FAMILIENBLUFF

Von Kritikern gern als „Wahlkampfbluff der SVP“ bezeichnet, diskutiert der Landtag diese Woche erneut über das Familienrahmengesetz. Über eine zaghafte Familienpolitik, geforderte Nachbesserungen und über den Hemmschuh Werte.

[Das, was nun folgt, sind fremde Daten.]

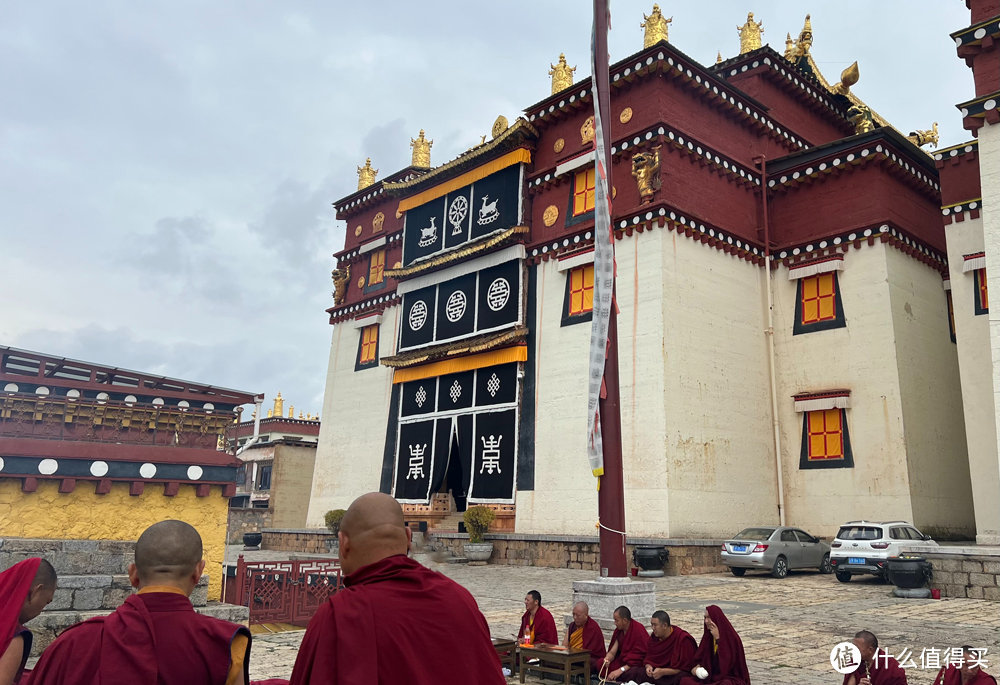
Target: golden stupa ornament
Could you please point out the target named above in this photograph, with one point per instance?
(366, 175)
(656, 27)
(421, 151)
(562, 74)
(750, 34)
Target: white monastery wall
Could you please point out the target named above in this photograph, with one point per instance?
(355, 414)
(931, 392)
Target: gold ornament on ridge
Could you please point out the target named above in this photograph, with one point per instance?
(656, 27)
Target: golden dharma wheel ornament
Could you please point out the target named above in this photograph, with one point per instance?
(587, 131)
(550, 215)
(499, 126)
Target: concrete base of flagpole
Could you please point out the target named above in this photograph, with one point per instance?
(604, 595)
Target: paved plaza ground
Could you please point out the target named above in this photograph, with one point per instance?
(788, 626)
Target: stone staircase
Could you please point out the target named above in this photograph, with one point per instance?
(92, 582)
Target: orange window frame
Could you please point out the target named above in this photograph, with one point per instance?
(376, 268)
(584, 184)
(369, 344)
(819, 298)
(581, 290)
(826, 434)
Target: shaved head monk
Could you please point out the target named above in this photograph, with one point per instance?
(395, 621)
(26, 587)
(155, 636)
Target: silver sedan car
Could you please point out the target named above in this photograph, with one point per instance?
(776, 549)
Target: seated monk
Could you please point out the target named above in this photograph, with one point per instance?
(156, 636)
(395, 621)
(669, 654)
(720, 653)
(877, 667)
(969, 672)
(537, 625)
(584, 633)
(26, 587)
(628, 644)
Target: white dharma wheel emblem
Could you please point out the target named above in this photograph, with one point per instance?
(418, 315)
(454, 309)
(498, 294)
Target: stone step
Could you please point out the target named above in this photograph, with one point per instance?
(49, 624)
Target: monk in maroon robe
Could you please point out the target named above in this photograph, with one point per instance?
(720, 653)
(584, 633)
(395, 621)
(628, 644)
(537, 625)
(877, 666)
(669, 654)
(155, 636)
(25, 589)
(969, 672)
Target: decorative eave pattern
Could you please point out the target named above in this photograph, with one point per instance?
(676, 65)
(469, 250)
(474, 345)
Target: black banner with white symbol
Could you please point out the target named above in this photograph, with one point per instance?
(414, 462)
(471, 212)
(494, 447)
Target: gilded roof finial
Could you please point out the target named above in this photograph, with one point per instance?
(421, 151)
(366, 175)
(562, 75)
(656, 27)
(750, 34)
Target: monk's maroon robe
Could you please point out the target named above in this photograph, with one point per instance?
(155, 637)
(631, 646)
(884, 671)
(727, 664)
(398, 622)
(544, 624)
(593, 642)
(674, 651)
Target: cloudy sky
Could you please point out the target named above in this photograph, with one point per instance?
(167, 168)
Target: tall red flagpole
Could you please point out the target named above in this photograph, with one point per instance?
(610, 498)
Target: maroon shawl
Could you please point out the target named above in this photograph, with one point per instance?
(545, 627)
(155, 637)
(729, 663)
(398, 622)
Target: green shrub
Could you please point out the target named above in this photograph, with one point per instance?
(477, 521)
(333, 519)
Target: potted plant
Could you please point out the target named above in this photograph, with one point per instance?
(477, 522)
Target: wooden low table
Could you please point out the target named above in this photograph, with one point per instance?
(564, 661)
(506, 650)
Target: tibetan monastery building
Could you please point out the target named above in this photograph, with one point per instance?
(785, 345)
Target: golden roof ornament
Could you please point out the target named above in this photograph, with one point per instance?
(421, 151)
(656, 27)
(750, 34)
(366, 175)
(562, 74)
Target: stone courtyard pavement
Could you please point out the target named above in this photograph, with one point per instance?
(788, 626)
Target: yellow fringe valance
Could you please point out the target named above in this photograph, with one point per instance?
(520, 156)
(476, 361)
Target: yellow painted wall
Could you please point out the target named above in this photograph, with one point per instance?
(85, 515)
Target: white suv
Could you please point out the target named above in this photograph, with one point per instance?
(862, 547)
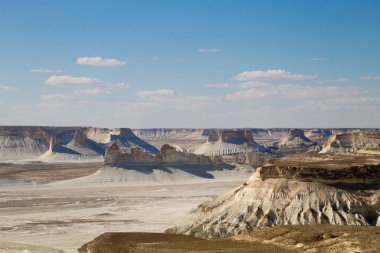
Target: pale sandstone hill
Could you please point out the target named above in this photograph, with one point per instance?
(64, 143)
(280, 197)
(229, 142)
(353, 142)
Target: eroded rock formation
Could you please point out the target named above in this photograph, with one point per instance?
(168, 154)
(352, 142)
(291, 195)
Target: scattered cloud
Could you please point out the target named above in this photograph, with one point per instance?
(292, 91)
(99, 61)
(208, 50)
(368, 78)
(65, 80)
(220, 85)
(161, 94)
(57, 96)
(47, 71)
(341, 79)
(245, 85)
(271, 74)
(79, 94)
(338, 103)
(4, 89)
(316, 59)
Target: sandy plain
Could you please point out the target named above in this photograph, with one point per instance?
(42, 210)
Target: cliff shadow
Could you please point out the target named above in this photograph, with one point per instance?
(199, 170)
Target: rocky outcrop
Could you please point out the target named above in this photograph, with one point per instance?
(64, 143)
(350, 175)
(353, 142)
(116, 158)
(168, 155)
(295, 138)
(229, 142)
(231, 136)
(277, 202)
(337, 192)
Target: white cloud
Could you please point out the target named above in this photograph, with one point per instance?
(71, 81)
(99, 61)
(245, 85)
(292, 91)
(208, 50)
(47, 71)
(79, 94)
(161, 94)
(4, 89)
(220, 85)
(316, 59)
(247, 94)
(367, 78)
(339, 103)
(57, 96)
(341, 79)
(271, 74)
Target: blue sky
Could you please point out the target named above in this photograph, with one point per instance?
(145, 64)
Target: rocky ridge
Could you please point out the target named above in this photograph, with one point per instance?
(291, 195)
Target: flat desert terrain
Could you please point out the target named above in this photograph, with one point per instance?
(58, 215)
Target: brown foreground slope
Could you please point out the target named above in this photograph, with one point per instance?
(317, 238)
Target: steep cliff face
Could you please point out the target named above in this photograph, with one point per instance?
(277, 202)
(350, 175)
(305, 193)
(353, 142)
(295, 138)
(170, 154)
(115, 157)
(229, 142)
(167, 155)
(64, 143)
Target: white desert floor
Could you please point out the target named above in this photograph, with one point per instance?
(60, 217)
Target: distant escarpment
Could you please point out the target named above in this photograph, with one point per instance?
(291, 195)
(348, 175)
(229, 142)
(353, 142)
(295, 142)
(168, 154)
(64, 143)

Anderhalb Jahre alt ist die Diskussion um das Familiengesetz. Berechtigt also die Frage der Kritiker des Landesgesetzentwurfs Nr. 157/12: Wie kann es sein, dass wir erst bei einem Rahmengesetz stehen? Warum beruft sich das Gesetz nicht jetzt schon auf konkrete Förderungen, auf Durchführungsbestimmungen, die Familien wirklich unterstützen?“

Dschungel Familienförderung

Irmgard Pörnbacher vom Bildungsweg Pustertal beschwert sich: „Das Familiengesetz erinnert mich an den italienischen Staat, es ist ein Dschungel. Familien müssen einfach und schnell an Förderungen herankommen, momentan gibt es keine Übersicht. Keine ausreichende Information.“ Als Rahmen solle das Gesetz gesehen werden, mit einigen guten Absichten, sagt Waltraud Deeg, SVP Landtagskandidatin aus dem Bezirk Pustertal. Bei weitem aber nicht ausreichend. Was ist mit der Rente im Alter? Was mit Kinderbetreuungsplätzen? Was mit wirklichen finanziellen Unterstützungen?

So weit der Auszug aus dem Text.